The AI measured the lengths of AC3 labeled cilia in vivo in the images of our arcuate nucleus, paraventricular nucleus and cornu ammonis one regions. According to the analysis, hypothalamic cilia in vivo ranged from one to 15 micrometers, as seen in white and brown bars. While cilia and the cornu ammonis region ranged from one to 10 micrometers, as seen in gray bars.
Interestingly, the intensity of the ciliary MCHR1 was stronger in the paraventricular nucleus than that in the arcuate nucleus. The intensities of MCHR1 against AC3 were plotted to measure their overlap. The majority of cilia were positive for both markers while some cilia were positive for either AC3 or MCHR1.

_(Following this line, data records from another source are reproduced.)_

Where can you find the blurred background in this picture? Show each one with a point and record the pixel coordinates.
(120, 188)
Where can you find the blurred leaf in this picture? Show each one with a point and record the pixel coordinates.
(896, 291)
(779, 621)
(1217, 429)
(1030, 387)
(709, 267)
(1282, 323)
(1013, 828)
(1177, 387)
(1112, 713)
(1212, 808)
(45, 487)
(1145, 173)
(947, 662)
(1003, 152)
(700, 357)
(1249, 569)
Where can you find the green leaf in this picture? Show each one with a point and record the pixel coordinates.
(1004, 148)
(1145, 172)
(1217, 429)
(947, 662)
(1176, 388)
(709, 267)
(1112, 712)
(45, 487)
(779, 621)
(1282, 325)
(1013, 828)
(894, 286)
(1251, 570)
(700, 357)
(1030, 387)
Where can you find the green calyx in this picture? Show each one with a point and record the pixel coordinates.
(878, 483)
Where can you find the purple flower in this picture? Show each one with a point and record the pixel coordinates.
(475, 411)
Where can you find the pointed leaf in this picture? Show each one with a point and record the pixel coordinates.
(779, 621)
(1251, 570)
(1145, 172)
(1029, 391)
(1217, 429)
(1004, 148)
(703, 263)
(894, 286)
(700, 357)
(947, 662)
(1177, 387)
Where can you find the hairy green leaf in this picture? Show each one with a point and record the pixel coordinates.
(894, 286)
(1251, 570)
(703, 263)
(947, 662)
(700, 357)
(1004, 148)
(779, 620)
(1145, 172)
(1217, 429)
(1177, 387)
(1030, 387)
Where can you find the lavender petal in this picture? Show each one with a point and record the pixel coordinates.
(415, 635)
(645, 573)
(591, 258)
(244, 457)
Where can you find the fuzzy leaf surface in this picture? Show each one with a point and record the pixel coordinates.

To quantify colocalization of MTHR1 within AC3, Mander's overlap coefficient was measured and there was a significant increase in the overlap in the paraventricular nucleus than in the arcuate nucleus. To measure intensity along the length of the cilia, cilia polarity was defined using Centrin2-GFP as the basal body marker. This allowed to distinguish the base of cilia from the tips of ARL13B-M cherry positive cilia.
Changes in ARL13B intensity along the length of cilia were observed where ARL13B intensity was higher at the base than at the tip of the cilium in arcuate nucleus, seen on the left, as well as PVN, as seen on the right. When analyzing data with this approach, it is important to make sure that the quality and resolution of the experimental dataset is consistent with that used to train AI.The main utility of this approach is after detecting cilia by AI, the user can be creative about which properties are analyzed by customizing the analysis workflow integrated within the software.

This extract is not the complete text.